Eu não imagino como seria crescer sem pai, mas teu post me fez pensar que às vezes a gente não se dá conta da sorte que tem. Às vezes vou me arrastando pela vida, sem me dar conta das pessoas ao meu lado.
Fiquei pensando também que talvez isso tenha te servido para, indo muito além da dor da ausência, ter consciência da sorte da presença (da tua mãe, ou de quem quer que seja).

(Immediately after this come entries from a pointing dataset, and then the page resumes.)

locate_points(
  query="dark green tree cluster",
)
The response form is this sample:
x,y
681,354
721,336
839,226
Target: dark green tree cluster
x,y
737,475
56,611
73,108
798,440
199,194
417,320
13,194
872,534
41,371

E você parece ser uma pessoa linda, não tem como não ser uma boa mãe. :)

beijo
 
Tu sempre me emociona...
Sou fã, já disse outras vezes.
Beijão!!!
 
que lindo Van... tb não tenho dúvida que serás uma boa mãe e seus filhos terão um bom pai... adorei o que vc me disse sobre ser escolhida. obrigada por vc fazer parte da minha vida e eu poder te ter assim por perto.
 
Ai, ai, só suspiros. Lembrar dá uma coisa boa na gente. Você será uma linda mãe quando resolver ser. Ele será um lindo pai também. [ai, ai]
 
Afe, acho que não sou esse pai tão assim assim, não. Sou marinheiro de primeira viagem, lembram? Sei não, talvez minha vantagem seja gostar de pensar no que preciso fazer, tirar conclusões e depois não ter medo, ainda de descobrir que esteve errado. Deve ser isso. Mas isso não é vantagem de pai, ou de mãe. É de ser humano mesmo. Aprender a ser pai e mãe é aprender a ser gente, acho que é preciso sentir-se responsável, é preciso ter cuidado com a vida. O resto é mistério... beleza, não?
 
Ô, Van. Mas tu só juntou as palavras mais lindas nesse texto. Tu me emociona e me faz rir fácil fácil, sua danada.